Bassin du Congo GCI 2024 – Nombre de points par piliers
| Pays | Mesures juridiques | Mesures techniques | Mesures en organisation | Capacités de développement | Coopé- ration |
| Angola | 13,67 | 1,78 | 5,8 | 2,91 | 15,33 |
| Cameroun | 17,92 | 6,18 | 12,86 | 14,24 | 14,33 |
| Centrafrique | 4,76 | 0 | 0 | 0 | 0 |
| Congo | 14,12 | 0 | 3,9 | 0,72 | 8,87 |
| Gabon | 20 | 0 | 5,51 | 4,9 | 9,45 |
| Guinée Équatoriale | 6,62 | 1,39 | 6,43 | 2,13 | 8,87 |
| RD Congo | 17,28 | 5,45 | 14,51 | 8,92 | 10,45 |
Les recommandations
Lors du Cybertech Europe 2022, un congrès d’experts qui s’est tenu à Rome en mai 2022, Alessandro Profumo, le patron du géant italien de l’aéronautique et de la défense Leonardo, a déclaré que les actes liés aux cybercrimes ont coûté 6 000 milliards de dollars dans le monde, en 2021. Le chiffre pourrait dépasser les 10 000 milliards de dollars, en 2025. D’où l’importance pour chaque pays, notamment ceux dont les scores restent faibles, de renforcer leurs systèmes de sécurité. Pour ce faire, le GCI 2024 invite les pays à donner la priorité aux activités qui ont un fort impact sur le secteur. Outre la mise en œuvre des mesures juridiques applicables à tous les secteurs, le GCI préconise d’élaborer et de mettre à jour une stratégie nationale globale de cybersécurité et un plan d’action concret et d’améliorer les capacités de réponse aux incidents.
Former et coopérer
L’accent doit également être mis sur les services de renforcement des compétences et la formation des professionnels de la cybersécurité. Enfin, les États sont incités à renforcer la coopération et la collaboration nationales et internationales en matière de partage d’informations, de possibilités de formation et de développement des capacités. En effet, selon le GCI 2024, « la participation à des forums internationaux, tels que le Forum des équipes de réponse aux incidents et de sécurité (FIRST), ainsi qu’à des forums régionaux, tels qu’AfricaCERT, est d’une importance capitale pour les Cyber Incident Response Team (CIRT), car ils fournissent une plate-forme de partage des connaissances, de collaboration et de développement des capacités. parmi les professionnels de la cybersécurité du monde entier ».
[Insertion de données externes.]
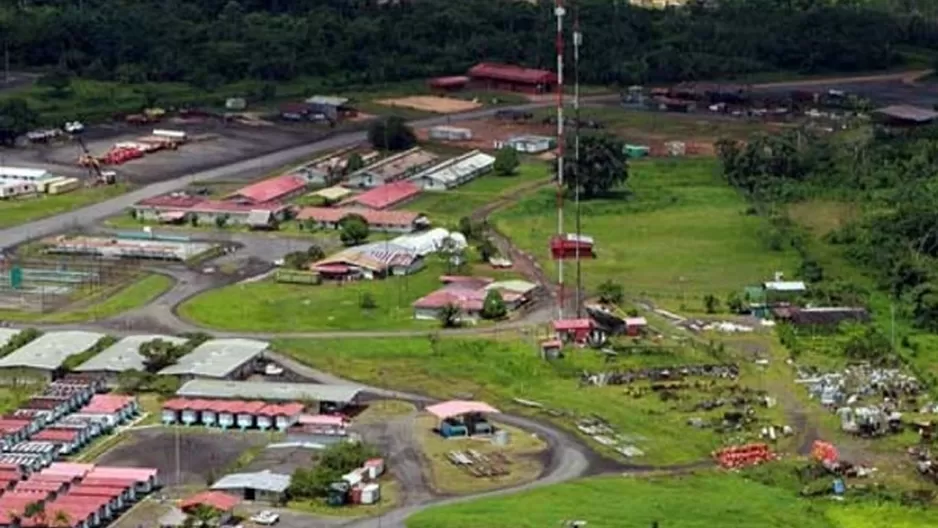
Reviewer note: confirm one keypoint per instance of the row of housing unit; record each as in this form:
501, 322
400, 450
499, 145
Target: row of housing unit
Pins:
64, 418
72, 495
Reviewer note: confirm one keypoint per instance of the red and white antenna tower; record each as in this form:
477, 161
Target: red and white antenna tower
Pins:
560, 12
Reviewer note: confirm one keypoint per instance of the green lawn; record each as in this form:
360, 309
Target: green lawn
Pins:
448, 207
679, 233
707, 500
267, 306
498, 371
101, 306
14, 212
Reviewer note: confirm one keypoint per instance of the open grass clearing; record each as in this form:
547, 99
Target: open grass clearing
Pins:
447, 207
522, 452
678, 233
273, 307
499, 370
101, 305
20, 211
703, 500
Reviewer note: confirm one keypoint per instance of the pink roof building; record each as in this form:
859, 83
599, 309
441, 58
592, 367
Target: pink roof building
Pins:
279, 188
386, 196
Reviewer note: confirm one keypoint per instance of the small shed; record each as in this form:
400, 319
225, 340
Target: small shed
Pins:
463, 418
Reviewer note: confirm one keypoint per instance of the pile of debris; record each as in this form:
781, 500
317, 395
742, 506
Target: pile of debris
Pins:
734, 457
603, 433
857, 382
619, 377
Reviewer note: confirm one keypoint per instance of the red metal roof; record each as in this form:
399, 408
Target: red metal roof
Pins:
453, 81
216, 499
335, 214
272, 189
565, 325
512, 73
386, 195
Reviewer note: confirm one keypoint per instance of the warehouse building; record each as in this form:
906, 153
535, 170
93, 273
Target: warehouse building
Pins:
264, 486
42, 357
329, 396
219, 359
455, 172
122, 356
511, 78
391, 169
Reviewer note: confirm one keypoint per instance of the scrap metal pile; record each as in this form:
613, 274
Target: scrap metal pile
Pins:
478, 464
625, 377
868, 400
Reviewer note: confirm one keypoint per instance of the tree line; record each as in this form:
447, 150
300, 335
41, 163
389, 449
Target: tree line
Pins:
889, 177
341, 42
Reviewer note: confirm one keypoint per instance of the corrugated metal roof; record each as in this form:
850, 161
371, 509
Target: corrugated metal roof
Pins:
268, 391
217, 358
263, 480
124, 355
49, 351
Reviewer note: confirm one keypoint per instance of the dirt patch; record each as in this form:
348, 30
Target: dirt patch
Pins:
203, 455
432, 103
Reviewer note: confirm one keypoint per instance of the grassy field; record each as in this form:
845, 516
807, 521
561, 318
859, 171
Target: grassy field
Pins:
102, 305
449, 206
678, 233
14, 212
446, 478
272, 307
699, 501
497, 371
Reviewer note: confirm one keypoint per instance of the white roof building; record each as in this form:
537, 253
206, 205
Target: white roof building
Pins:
430, 241
262, 480
123, 355
455, 172
217, 358
49, 351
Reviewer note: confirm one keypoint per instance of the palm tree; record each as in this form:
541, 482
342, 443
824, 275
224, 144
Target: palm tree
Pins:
61, 519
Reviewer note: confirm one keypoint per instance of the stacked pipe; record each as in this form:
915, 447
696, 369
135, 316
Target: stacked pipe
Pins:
734, 457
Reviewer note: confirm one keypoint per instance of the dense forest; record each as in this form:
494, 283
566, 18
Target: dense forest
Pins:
211, 42
890, 178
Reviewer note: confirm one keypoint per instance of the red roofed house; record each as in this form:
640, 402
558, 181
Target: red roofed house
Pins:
387, 221
385, 196
277, 189
511, 78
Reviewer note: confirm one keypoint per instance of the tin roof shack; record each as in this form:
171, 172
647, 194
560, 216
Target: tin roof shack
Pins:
328, 396
279, 189
43, 357
330, 108
904, 116
391, 169
455, 172
822, 317
122, 356
511, 78
263, 486
219, 359
463, 418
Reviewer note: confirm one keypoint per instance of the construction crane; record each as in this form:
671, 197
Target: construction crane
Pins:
90, 162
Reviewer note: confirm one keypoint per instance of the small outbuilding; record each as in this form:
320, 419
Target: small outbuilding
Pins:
264, 486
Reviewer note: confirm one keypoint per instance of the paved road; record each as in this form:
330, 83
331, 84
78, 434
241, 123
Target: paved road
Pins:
94, 213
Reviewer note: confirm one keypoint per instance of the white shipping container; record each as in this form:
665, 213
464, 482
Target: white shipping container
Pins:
371, 493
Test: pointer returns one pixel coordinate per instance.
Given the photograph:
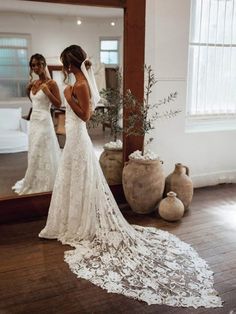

D’après l’UIT, le marché numérique africain devrait atteindre 712 milliards $ d’ici 2050. Dans un rapport, daté de mars 2021 et intitulé « Les enjeux et défis de la cybersécurité en Afrique francophone subsaharienne », le cabinet d’audit et de conseil PricewaterhouseCoopers (PwC) estimait que « face à la cybersécurité, les gouvernements ont une double responsabilité : celle de se protéger en tant qu’Institution et celle de mettre en place un cadre nécessaire pour la protection des organisations, des personnes et des infrastructures publiques ».